Nos últimos anos, o Islã político ganhou força na Turquia, ainda que adaptado à democracia. Você acha isso possível no Egito?
Parece-me fútil fazer previsões. Há tantas variações de sombras e cores interessantes... No fim das contas, é preciso ver como os dilemas de que falei se refletem na mentalidade de cada um. Eu exploro e dramatizo essa tensão no meu romance Neve, em que um personagem tem os dois lados: ele faz parte da nação, de seus valores, não quer parecer um agente ocidental, mas também defende a democracia, os direitos das mulheres, a liberdade de expressão e o respeito pela diversidade, o que aparenta estar em contradição política com a comunidade islâmica conservadora. Devemos encarar isso não como dois partidos da Primavera Árabe, mas como dois sentimentos no espírito de uma única pessoa. No fundo, todos nós queremos modernidade, sofás confortáveis, água quente encanada e blue jeans – à semelhança da juventude soviética, que queria blue jeans. No entanto, também gostamos de nossas casas e de roupas antigas. Queremos abraçar o passado cultural de nossa nação. São desejos contraditórios, que cada um de nós carrega no coração.

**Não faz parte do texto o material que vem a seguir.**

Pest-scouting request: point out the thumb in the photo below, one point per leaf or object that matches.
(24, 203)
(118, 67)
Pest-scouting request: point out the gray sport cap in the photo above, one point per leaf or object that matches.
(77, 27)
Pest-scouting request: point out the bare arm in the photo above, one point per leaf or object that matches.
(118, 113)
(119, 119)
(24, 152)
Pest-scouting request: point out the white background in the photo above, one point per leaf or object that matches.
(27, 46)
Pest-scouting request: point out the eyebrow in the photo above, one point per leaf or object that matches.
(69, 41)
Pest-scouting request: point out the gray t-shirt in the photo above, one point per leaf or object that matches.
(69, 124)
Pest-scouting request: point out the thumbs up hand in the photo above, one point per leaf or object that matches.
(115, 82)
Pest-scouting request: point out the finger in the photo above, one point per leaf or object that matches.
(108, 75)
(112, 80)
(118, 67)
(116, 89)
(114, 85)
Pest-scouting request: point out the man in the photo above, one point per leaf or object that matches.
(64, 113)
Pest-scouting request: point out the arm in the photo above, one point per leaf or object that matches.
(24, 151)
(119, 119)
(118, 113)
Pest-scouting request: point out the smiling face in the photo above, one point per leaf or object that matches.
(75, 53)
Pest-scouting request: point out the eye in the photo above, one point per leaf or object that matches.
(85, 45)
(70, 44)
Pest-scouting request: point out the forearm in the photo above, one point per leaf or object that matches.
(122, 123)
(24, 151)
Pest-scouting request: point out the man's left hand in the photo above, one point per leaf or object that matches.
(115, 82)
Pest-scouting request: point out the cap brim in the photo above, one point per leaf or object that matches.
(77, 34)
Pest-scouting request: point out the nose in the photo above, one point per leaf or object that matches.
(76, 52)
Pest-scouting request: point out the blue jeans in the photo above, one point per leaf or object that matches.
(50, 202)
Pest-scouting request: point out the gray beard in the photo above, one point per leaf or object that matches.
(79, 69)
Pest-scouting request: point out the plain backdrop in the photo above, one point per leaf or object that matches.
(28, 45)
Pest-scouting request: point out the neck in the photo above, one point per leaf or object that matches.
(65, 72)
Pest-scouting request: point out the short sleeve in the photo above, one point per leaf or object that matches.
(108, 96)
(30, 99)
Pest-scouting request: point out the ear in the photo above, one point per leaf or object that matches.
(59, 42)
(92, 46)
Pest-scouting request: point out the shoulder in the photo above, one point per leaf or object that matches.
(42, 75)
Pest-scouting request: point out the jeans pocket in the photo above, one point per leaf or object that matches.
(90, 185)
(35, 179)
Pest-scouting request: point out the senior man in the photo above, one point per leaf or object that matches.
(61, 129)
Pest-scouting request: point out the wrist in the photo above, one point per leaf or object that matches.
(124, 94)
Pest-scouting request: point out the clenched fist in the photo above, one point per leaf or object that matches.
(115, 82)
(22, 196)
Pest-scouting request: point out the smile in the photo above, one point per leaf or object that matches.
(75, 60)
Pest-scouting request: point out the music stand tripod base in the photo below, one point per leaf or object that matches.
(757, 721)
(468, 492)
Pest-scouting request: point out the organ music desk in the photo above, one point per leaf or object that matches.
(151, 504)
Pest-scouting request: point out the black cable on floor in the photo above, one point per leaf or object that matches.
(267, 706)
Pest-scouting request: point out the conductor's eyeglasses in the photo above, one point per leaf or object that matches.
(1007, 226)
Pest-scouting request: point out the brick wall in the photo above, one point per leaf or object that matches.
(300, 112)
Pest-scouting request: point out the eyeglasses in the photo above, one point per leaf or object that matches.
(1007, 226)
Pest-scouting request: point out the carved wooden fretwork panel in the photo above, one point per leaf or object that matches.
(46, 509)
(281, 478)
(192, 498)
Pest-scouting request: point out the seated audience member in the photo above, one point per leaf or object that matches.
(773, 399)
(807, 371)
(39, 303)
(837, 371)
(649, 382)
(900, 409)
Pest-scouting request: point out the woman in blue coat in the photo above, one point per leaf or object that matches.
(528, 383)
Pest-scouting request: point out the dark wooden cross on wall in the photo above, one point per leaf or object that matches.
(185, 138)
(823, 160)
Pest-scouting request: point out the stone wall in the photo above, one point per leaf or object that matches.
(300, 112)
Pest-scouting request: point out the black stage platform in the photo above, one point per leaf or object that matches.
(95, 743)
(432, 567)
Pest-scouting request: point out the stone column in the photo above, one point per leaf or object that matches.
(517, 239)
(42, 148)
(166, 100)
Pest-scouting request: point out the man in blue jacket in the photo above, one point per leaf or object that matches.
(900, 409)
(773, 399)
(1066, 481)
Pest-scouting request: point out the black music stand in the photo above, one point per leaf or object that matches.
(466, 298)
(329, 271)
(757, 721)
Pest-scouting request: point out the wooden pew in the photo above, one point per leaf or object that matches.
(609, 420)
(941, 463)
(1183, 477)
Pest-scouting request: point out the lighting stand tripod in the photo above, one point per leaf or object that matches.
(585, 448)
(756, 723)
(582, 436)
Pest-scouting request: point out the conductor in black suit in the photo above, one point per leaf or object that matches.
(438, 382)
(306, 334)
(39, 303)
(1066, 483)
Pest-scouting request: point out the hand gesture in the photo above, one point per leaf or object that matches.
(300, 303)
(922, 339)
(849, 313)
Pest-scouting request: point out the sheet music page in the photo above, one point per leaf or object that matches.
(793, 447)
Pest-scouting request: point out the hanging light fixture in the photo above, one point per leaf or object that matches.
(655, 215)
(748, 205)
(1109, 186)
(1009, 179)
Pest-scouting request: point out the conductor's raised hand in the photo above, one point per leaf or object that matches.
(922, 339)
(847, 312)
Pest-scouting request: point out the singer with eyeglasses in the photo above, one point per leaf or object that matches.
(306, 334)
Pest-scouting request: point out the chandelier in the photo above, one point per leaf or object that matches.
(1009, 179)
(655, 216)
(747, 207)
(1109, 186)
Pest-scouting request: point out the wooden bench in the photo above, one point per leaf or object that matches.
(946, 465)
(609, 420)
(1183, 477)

Se a democracia, como você diz, é uma escolha ética e a religião é, para muita gente, a principal fonte de escolhas éticas, pode-se considerar que o Islã seja uma fonte para a democracia?
Sim. Muitas pessoas começam a entender e discutir o que chamamos de shura (“consulta”, em árabe, um conceito presente no Corão que aconselha governantes islâmicos a ouvir aqueles que serão afetados por suas decisões). Tornar o Islã compatível com a democracia é também uma questão de interpretação. A interpretação torna qualquer coisa possível. Não sou uma pessoa religiosa, mas prefiro argumentar a favor da democracia para um país islâmico por meio da shura, ou de qualquer outro mecanismo que se encontre na cultura clássica. Melhor isso do que Bush nos mandando aviões e bombas sob o pretexto de que trarão a democracia.
O que é de fato real na maneira como o mundo está vendo a Primavera Árabe e a celebrando?
Há muita coisa com que se pode ficar feliz. Os ditadores caíram e o mais importante é que, agora, o povo está claramente no jogo. Isso é o suficiente por um ano. Vamos ver o que acontece daqui para a frente.